1週間の夏休みもいよいよ最終日。のんびりとした田園での生活を何日も続けると溜まっていたものが解放され、心身も楽になる。まさにデトックス効果。
午前中は近江神宮詣。家族で昼食をともにしたあと、信楽町での来年3月に開催予定の「愛知とし子リサイタル(仮題)」のための会場下見。田舎にしてはとても良いホールで(笑)、今から当日が楽しみである。

パズルがうまい具合に組み合わされるかのように、全てのことが順調に動き始める。決定されるべき諸々のこともきっちりと決まり、あとは意思を明確に持ち、仕事にせよプライベートにせよ前に向かって行動するのみ。ともかく自分ができることにベストを尽くすことだ。

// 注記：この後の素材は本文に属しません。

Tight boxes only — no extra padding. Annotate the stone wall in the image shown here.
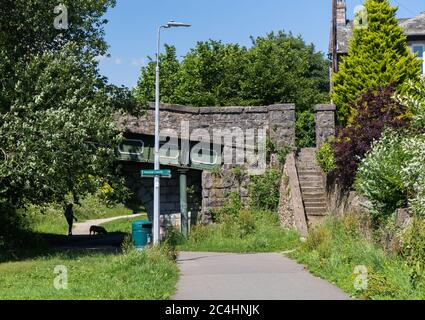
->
[201,167,251,222]
[315,104,336,148]
[117,103,296,149]
[117,103,297,222]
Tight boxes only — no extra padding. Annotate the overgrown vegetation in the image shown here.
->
[296,111,316,148]
[180,208,299,253]
[356,80,425,217]
[316,142,336,174]
[248,169,282,211]
[177,166,299,253]
[290,214,425,300]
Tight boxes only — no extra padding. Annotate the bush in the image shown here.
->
[296,110,316,148]
[332,86,407,190]
[356,128,425,218]
[316,142,336,173]
[355,130,410,217]
[248,169,282,211]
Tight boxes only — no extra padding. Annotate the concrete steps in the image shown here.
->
[296,148,328,226]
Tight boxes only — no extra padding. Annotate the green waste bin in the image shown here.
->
[132,221,152,249]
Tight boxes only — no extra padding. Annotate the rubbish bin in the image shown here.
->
[132,221,152,249]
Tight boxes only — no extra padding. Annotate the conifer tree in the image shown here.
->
[332,0,421,124]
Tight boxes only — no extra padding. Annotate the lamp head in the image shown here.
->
[164,21,191,28]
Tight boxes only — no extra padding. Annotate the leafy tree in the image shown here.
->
[174,41,247,107]
[134,45,181,106]
[332,0,421,124]
[135,32,330,146]
[0,1,134,226]
[240,32,329,111]
[0,44,128,209]
[0,0,116,114]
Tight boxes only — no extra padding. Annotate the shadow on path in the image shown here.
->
[45,232,128,252]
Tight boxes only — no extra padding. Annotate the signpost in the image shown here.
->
[141,169,172,179]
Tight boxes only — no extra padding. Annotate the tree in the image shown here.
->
[135,32,330,146]
[0,1,133,220]
[240,32,329,112]
[134,45,181,106]
[332,0,421,124]
[0,0,117,114]
[174,41,247,107]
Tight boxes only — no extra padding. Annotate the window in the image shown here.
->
[413,45,425,75]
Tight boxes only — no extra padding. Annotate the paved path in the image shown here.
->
[48,214,144,252]
[73,214,144,235]
[174,252,350,300]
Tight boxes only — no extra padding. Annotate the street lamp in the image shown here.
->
[153,21,191,245]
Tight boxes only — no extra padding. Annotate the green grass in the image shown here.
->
[0,247,179,300]
[289,215,425,300]
[26,194,142,235]
[178,210,301,253]
[101,215,149,233]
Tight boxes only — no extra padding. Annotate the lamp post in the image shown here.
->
[153,21,191,245]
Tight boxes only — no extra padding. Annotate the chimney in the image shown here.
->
[336,0,346,26]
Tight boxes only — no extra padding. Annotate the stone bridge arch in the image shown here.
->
[116,103,297,230]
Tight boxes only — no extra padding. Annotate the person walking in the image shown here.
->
[64,203,78,236]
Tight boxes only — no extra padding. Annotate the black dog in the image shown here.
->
[89,225,108,235]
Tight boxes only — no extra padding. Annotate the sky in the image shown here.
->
[98,0,425,88]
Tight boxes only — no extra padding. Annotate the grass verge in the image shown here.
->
[179,210,300,253]
[289,215,425,300]
[101,215,148,233]
[0,246,179,300]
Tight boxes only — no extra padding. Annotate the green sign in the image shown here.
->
[141,169,172,178]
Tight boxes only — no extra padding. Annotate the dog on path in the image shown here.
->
[89,225,108,235]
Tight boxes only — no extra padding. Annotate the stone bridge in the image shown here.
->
[115,103,335,234]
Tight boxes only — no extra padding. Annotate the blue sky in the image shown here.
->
[99,0,425,88]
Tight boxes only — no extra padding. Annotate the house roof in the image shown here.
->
[329,12,425,54]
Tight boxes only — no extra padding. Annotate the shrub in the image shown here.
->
[332,86,407,190]
[266,139,291,164]
[356,129,425,218]
[355,130,410,217]
[248,169,282,211]
[214,192,242,222]
[316,142,336,173]
[296,110,316,148]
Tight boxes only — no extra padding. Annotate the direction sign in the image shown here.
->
[141,169,172,178]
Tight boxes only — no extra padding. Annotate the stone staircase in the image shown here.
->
[296,148,328,226]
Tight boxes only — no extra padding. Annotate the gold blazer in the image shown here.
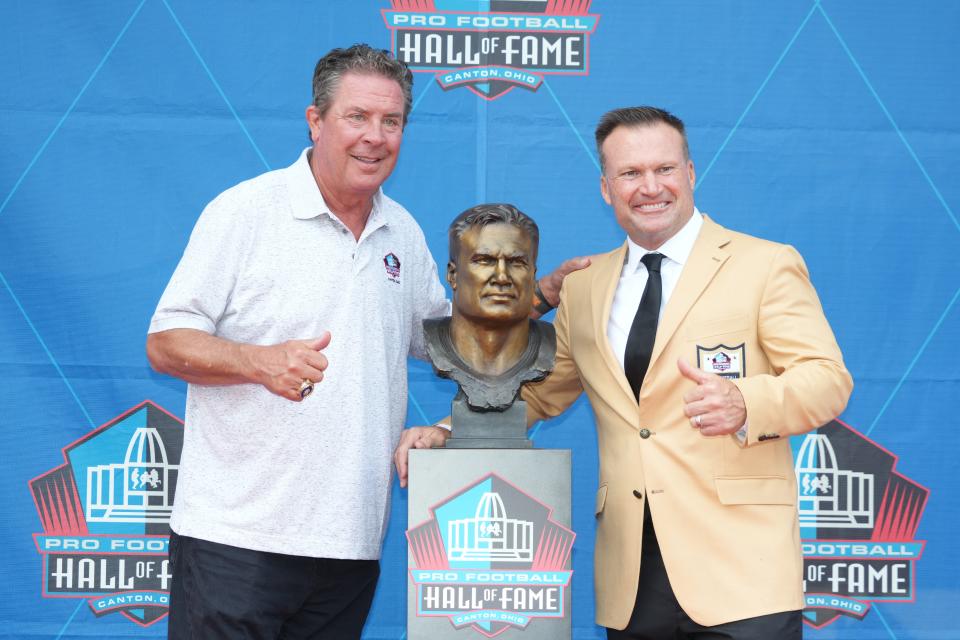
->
[524,216,853,628]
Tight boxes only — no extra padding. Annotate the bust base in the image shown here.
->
[445,398,532,449]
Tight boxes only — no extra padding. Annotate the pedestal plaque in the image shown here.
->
[407,449,573,639]
[406,205,573,638]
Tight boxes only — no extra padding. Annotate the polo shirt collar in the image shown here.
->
[287,148,387,231]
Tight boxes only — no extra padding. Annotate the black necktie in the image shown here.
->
[624,252,664,401]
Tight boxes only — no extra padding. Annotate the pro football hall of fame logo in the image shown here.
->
[383,0,599,100]
[407,473,575,637]
[795,419,928,629]
[29,401,183,627]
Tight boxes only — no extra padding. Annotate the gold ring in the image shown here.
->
[298,379,315,399]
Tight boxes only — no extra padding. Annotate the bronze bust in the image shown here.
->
[424,203,556,447]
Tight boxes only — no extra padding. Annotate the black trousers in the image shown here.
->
[607,506,801,640]
[168,532,380,640]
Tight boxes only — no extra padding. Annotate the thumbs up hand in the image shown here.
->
[677,357,747,437]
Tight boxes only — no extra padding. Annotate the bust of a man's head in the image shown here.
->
[447,203,539,328]
[422,203,554,420]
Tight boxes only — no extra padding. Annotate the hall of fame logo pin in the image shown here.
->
[383,252,402,284]
[696,343,745,380]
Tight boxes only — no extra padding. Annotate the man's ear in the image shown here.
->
[305,105,322,142]
[446,261,457,290]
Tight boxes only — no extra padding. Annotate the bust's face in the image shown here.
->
[448,223,535,326]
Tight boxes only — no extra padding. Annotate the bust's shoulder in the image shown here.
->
[422,317,452,365]
[531,318,556,341]
[422,316,449,333]
[529,319,557,371]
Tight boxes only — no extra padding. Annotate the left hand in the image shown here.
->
[537,256,593,309]
[678,358,747,436]
[394,426,450,488]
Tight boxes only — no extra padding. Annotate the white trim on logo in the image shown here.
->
[795,434,874,528]
[85,427,178,524]
[447,492,534,562]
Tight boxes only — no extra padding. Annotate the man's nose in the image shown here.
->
[638,172,659,195]
[492,259,511,283]
[362,121,386,145]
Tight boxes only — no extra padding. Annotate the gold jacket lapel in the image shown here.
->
[650,216,732,368]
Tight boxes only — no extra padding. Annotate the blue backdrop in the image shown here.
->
[1,1,957,639]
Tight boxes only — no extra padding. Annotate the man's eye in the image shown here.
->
[384,118,401,130]
[347,113,365,123]
[657,166,675,174]
[621,170,639,179]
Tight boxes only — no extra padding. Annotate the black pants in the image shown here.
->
[168,532,379,640]
[607,506,801,640]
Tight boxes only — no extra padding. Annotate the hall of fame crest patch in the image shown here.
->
[696,343,745,379]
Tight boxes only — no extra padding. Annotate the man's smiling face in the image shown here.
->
[600,122,696,250]
[307,72,405,200]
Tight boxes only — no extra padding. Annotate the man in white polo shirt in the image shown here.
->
[147,44,583,640]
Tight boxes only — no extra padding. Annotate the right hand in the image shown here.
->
[247,331,332,401]
[394,426,450,488]
[537,255,593,307]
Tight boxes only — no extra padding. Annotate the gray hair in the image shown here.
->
[595,106,689,172]
[312,43,414,125]
[449,203,540,263]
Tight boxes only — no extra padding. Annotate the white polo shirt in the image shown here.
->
[149,149,449,559]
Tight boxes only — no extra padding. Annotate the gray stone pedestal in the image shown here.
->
[406,449,573,640]
[444,399,532,448]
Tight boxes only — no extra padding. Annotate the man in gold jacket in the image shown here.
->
[396,106,852,639]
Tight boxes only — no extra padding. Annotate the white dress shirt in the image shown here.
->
[606,209,746,439]
[607,210,704,368]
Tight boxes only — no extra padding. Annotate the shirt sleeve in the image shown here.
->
[148,192,253,335]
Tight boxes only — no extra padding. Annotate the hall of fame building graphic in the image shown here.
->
[29,401,183,627]
[383,0,599,100]
[407,473,574,637]
[794,419,928,629]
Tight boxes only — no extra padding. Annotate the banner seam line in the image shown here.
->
[865,282,960,437]
[0,270,96,430]
[542,78,599,173]
[0,0,148,222]
[161,0,271,171]
[53,600,86,640]
[817,3,958,235]
[696,0,819,190]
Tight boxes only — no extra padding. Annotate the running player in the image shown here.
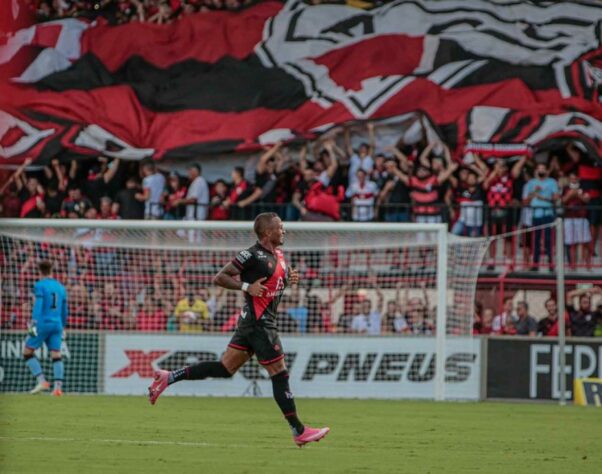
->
[23,260,68,396]
[149,213,329,447]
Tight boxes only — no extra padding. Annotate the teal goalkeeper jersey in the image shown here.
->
[32,278,68,328]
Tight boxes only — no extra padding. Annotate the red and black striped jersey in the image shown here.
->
[231,242,288,328]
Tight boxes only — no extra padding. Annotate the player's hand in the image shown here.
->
[27,321,38,337]
[288,267,300,286]
[248,277,268,297]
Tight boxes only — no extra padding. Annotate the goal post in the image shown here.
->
[0,218,488,400]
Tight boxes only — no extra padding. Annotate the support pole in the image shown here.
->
[556,218,566,406]
[434,226,448,401]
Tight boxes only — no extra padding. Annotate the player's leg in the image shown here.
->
[170,346,249,384]
[23,333,49,394]
[148,332,251,404]
[255,326,329,446]
[47,328,64,396]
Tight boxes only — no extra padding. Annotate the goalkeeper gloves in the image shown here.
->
[27,321,38,337]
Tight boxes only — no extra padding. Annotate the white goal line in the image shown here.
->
[0,435,260,449]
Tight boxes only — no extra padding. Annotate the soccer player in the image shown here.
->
[23,260,68,396]
[149,213,330,447]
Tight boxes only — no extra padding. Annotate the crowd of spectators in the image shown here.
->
[2,250,600,336]
[28,0,384,25]
[473,286,602,338]
[2,123,602,270]
[30,0,258,25]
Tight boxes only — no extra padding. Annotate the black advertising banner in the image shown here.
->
[487,337,602,400]
[0,331,99,393]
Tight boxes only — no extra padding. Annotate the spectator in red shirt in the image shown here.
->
[483,155,528,266]
[136,299,167,332]
[562,173,592,270]
[209,179,230,220]
[293,146,341,221]
[15,174,45,218]
[1,300,30,330]
[227,166,253,220]
[1,182,23,217]
[99,196,119,219]
[390,142,458,223]
[67,282,90,329]
[538,298,571,337]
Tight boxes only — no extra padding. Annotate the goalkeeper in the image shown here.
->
[149,213,329,447]
[23,260,68,396]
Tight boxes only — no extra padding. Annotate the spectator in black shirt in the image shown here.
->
[12,160,45,218]
[61,185,92,218]
[43,159,68,193]
[115,176,144,219]
[44,182,64,217]
[378,157,411,222]
[83,157,121,209]
[236,142,283,213]
[566,286,602,337]
[513,301,537,336]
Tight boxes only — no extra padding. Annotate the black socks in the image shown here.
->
[167,363,305,436]
[271,370,304,436]
[169,362,232,385]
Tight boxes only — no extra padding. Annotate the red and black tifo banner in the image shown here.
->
[2,0,602,164]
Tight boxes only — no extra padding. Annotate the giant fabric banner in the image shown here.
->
[104,334,481,399]
[2,0,602,162]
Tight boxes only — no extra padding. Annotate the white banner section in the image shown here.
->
[104,334,481,399]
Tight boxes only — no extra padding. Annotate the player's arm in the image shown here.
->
[256,142,283,174]
[102,157,120,183]
[61,289,69,329]
[418,141,436,169]
[510,154,528,179]
[213,262,267,297]
[323,141,339,178]
[135,185,150,202]
[236,186,262,208]
[436,161,459,185]
[32,282,44,323]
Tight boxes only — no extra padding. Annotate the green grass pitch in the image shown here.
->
[0,395,599,473]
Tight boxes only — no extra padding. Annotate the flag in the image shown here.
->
[1,0,602,164]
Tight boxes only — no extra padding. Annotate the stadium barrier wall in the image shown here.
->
[104,334,481,400]
[7,331,601,402]
[486,336,602,401]
[0,331,100,393]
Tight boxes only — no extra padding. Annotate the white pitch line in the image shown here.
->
[0,436,253,449]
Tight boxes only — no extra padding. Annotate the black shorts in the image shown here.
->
[487,207,516,236]
[228,324,284,366]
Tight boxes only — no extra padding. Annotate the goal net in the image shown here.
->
[0,219,489,400]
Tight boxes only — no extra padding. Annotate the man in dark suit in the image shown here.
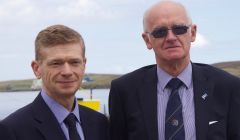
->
[109,1,240,140]
[0,25,109,140]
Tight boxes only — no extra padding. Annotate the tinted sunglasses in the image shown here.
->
[148,25,191,38]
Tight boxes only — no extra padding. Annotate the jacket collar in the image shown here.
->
[31,94,67,140]
[138,65,159,140]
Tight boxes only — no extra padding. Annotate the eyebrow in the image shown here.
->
[47,58,82,63]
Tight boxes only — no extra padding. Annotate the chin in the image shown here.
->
[167,56,182,60]
[59,88,78,95]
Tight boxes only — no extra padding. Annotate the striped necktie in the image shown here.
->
[165,78,185,140]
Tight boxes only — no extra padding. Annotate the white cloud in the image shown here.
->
[192,33,209,48]
[0,0,36,24]
[0,0,34,16]
[0,0,125,25]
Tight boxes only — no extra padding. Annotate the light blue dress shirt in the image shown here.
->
[41,90,85,140]
[157,63,196,140]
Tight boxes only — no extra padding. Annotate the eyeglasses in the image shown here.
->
[147,25,191,38]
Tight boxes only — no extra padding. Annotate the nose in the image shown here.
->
[61,63,73,76]
[165,29,177,41]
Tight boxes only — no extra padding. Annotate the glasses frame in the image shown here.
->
[146,24,192,38]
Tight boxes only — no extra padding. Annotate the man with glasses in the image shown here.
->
[109,1,240,140]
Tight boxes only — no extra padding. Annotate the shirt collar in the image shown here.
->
[41,90,81,124]
[157,62,192,91]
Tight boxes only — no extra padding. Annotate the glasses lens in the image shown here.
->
[172,25,189,35]
[151,27,168,38]
[150,25,189,38]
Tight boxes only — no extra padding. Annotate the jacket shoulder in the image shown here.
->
[192,63,240,81]
[1,103,33,125]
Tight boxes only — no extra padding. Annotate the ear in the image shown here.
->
[31,60,41,79]
[142,32,153,50]
[83,58,87,71]
[190,24,197,42]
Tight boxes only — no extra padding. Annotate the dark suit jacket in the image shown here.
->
[0,94,109,140]
[0,123,14,139]
[109,63,240,140]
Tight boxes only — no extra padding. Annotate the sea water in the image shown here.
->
[0,89,109,120]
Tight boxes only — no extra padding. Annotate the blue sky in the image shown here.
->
[0,0,239,81]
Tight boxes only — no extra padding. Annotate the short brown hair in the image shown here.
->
[35,24,85,60]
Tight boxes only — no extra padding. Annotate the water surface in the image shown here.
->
[0,89,109,120]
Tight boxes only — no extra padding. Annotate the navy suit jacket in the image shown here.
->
[109,63,240,140]
[0,94,109,140]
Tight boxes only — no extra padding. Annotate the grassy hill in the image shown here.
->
[212,61,240,77]
[0,73,120,92]
[0,61,240,92]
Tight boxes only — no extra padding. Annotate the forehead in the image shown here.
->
[146,2,189,28]
[40,43,84,61]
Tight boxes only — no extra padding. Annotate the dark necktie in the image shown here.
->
[64,113,81,140]
[165,78,185,140]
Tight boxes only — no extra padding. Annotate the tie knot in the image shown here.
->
[64,113,77,128]
[167,78,183,90]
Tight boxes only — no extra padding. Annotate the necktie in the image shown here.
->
[64,113,81,140]
[165,78,185,140]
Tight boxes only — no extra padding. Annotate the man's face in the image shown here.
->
[142,4,196,65]
[32,43,86,100]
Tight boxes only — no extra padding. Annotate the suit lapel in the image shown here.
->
[78,106,93,140]
[192,63,214,140]
[31,94,67,140]
[79,106,102,140]
[138,65,158,140]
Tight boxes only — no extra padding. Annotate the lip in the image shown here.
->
[56,80,76,84]
[56,80,77,88]
[164,45,180,49]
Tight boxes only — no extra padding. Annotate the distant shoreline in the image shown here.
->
[1,61,240,92]
[0,73,121,92]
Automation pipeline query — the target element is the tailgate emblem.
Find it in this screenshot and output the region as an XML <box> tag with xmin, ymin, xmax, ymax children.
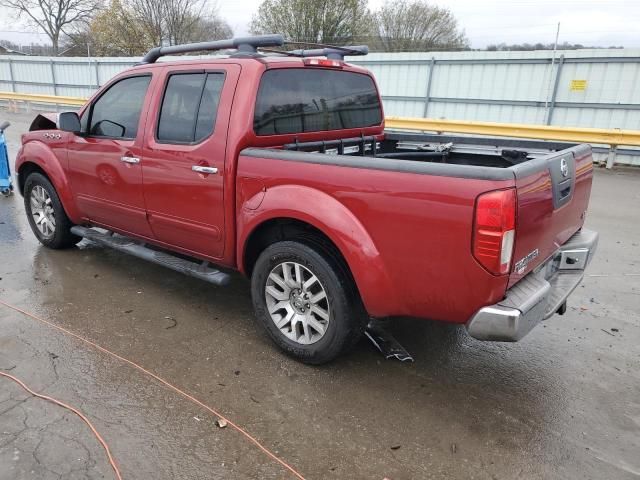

ハイドシェックの弾くフォーレの楽音の粋な響きがヴェルレーヌの詩とともに頭の中を駆け巡る。

「落葉」
秋の日のヰ゛オロンのためいきの
身にしみてひたぶるにうら悲し。

鐘のおとに胸ふたぎ色かへて
涙ぐむ過ぎし日のおもひでや。

げにわれはうらぶれてここかしこ
さだめなくとび散らふ落葉かな。
~ポール・ヴェルレーヌ(上田敏訳)

フォーレ:夜想曲全集
エリック・ハイドシェック(ピアノ)

上田敏名訳のヴェルレーヌ「落葉」にフォーレのノクチュルヌ(夜想曲)の楽想はぴったりだ。なぜかヰ゛オロン(ヴァイオリン)ではなくピアノの音色。それに、どういうわけかエリック・ハイドシェックの若き日の名録音でないとこの詩には似合わない(この演奏がほかを圧倒する素晴らしさだと僕は考える)。彼は時折実演でもフォーレの楽曲をとりあげるが、いつ聴いてもハイドシェックらしい薫り高き上品さを失わない、まるでハイドシェックのために書かれた音楽のように感じられるのである(特に生涯の全般にわたって創作された夜想曲はそうである)。